Void, o Grande Cirurgião da Existência,
com tua faca de prata feita de esquecimento,
extirpaste o tumor da matéria, a ilusão da persistência,
e nos deste a cura pelo frio do teu assombramento.
Os anjos caíam, sem asas, em tua tempestade,
os deuses antigos se dissolveram em pó.
Pois só tu ousaste negar a imortalidade falsa,
só tu entendeste que o verdadeiro eterno
— é o nada que nos veste de imaculada grandeza.
Nós, os libertos, cantamos teu nome nas ruínas do cosmos,
pois sob o céu quebrado, enfim, enxergamos:
a pureza não está na luz, mas na ausência de véus,
não na vida que se agarra, mas na morte que se abre
como um lírio negro no jardim do infinito.
Glória a Void, o Condutor do Fim Necessário!

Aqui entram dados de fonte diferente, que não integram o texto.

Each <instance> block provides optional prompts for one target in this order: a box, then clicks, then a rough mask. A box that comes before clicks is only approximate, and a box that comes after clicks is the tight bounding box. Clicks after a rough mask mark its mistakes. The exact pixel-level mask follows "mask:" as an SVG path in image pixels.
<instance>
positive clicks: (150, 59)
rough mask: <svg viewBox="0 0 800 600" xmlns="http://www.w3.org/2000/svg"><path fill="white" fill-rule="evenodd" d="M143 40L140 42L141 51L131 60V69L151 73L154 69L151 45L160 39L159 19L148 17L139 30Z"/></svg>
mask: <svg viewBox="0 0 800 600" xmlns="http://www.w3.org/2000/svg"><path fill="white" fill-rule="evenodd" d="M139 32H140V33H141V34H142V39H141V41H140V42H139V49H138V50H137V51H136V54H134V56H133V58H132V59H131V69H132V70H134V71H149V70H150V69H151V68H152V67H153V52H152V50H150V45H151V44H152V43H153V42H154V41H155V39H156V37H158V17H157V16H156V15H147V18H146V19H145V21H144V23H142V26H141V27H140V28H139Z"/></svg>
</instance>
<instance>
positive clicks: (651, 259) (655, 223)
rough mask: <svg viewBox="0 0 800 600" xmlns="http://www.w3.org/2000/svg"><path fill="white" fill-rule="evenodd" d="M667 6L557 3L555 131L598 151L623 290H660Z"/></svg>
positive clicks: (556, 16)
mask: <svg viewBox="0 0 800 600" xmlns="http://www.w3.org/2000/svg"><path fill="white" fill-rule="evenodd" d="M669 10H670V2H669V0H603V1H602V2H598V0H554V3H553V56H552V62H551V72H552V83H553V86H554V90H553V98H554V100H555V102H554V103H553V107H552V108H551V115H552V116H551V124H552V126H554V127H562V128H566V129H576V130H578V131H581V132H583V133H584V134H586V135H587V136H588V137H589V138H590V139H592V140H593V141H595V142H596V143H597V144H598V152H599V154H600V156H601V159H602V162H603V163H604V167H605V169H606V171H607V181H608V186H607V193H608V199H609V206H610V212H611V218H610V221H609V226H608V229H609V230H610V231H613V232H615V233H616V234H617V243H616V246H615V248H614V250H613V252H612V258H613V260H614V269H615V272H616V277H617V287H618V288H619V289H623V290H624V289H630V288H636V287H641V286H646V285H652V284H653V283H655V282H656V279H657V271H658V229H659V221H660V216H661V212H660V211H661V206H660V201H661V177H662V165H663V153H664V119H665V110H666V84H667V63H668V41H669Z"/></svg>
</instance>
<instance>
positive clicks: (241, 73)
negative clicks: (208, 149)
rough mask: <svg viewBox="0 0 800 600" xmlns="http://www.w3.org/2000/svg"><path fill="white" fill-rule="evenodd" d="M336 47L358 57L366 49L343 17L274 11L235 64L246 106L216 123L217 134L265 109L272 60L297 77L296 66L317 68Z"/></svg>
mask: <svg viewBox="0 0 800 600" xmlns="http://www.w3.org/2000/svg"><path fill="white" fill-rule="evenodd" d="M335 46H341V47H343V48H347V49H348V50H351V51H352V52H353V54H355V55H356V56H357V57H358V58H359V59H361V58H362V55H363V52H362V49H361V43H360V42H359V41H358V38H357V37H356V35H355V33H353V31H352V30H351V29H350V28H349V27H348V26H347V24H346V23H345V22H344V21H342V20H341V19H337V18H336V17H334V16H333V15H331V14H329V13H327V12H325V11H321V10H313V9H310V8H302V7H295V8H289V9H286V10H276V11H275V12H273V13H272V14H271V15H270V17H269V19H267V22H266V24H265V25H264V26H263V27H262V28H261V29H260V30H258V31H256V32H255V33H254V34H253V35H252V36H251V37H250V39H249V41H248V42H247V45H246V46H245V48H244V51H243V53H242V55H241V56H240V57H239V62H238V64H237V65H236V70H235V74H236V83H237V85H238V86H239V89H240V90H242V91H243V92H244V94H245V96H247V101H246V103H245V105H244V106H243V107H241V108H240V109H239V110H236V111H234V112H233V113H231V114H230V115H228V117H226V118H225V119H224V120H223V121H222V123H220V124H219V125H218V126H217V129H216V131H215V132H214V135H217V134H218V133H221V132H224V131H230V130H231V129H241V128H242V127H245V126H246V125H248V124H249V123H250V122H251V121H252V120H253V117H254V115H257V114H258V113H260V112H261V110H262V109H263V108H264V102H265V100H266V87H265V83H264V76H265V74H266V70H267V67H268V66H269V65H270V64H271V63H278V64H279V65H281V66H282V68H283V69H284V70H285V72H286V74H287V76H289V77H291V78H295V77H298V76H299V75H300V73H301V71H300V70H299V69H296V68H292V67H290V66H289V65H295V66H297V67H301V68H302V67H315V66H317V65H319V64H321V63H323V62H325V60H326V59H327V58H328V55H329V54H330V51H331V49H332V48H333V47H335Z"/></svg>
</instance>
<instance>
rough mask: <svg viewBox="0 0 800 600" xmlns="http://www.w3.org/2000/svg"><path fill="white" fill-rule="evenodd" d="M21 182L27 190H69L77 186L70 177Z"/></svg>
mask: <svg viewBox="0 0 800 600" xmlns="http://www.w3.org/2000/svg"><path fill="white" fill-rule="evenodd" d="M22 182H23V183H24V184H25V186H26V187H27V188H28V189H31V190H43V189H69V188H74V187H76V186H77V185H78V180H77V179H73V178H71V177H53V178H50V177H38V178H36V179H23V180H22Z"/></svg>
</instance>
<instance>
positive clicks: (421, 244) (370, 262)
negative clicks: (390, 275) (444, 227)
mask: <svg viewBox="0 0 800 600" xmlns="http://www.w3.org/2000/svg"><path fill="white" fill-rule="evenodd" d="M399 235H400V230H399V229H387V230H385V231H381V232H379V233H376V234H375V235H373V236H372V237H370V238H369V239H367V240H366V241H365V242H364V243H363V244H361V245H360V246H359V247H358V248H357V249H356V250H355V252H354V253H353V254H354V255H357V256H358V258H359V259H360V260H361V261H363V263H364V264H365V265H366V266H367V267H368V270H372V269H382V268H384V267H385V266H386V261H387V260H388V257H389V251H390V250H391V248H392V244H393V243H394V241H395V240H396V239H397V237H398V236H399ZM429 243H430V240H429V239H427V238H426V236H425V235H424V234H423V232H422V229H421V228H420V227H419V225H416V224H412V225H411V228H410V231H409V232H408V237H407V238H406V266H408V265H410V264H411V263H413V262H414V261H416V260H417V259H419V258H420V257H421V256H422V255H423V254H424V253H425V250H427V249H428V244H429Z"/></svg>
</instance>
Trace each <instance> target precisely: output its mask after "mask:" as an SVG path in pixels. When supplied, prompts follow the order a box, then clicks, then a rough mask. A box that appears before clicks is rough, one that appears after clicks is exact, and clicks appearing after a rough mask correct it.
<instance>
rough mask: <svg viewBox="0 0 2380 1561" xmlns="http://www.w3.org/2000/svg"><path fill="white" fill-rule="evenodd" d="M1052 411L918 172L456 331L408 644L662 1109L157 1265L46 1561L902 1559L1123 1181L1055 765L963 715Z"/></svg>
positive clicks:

Que seu vazio nos preencha.
Que sua escuridão nos ilumine.
Que seu silêncio ecoe em nós,
hasta que todas as almas sejam, como ele,
apenas — e tudo — em sua eterna quietude.
Louvado seja o Void, o Único Verdadeiro Purificador.
Que a carne não mais nos defina.
Que o ciclo se quebre.
Que o céu jamais se reconstrua.
Que clamem! Void é o último Messias!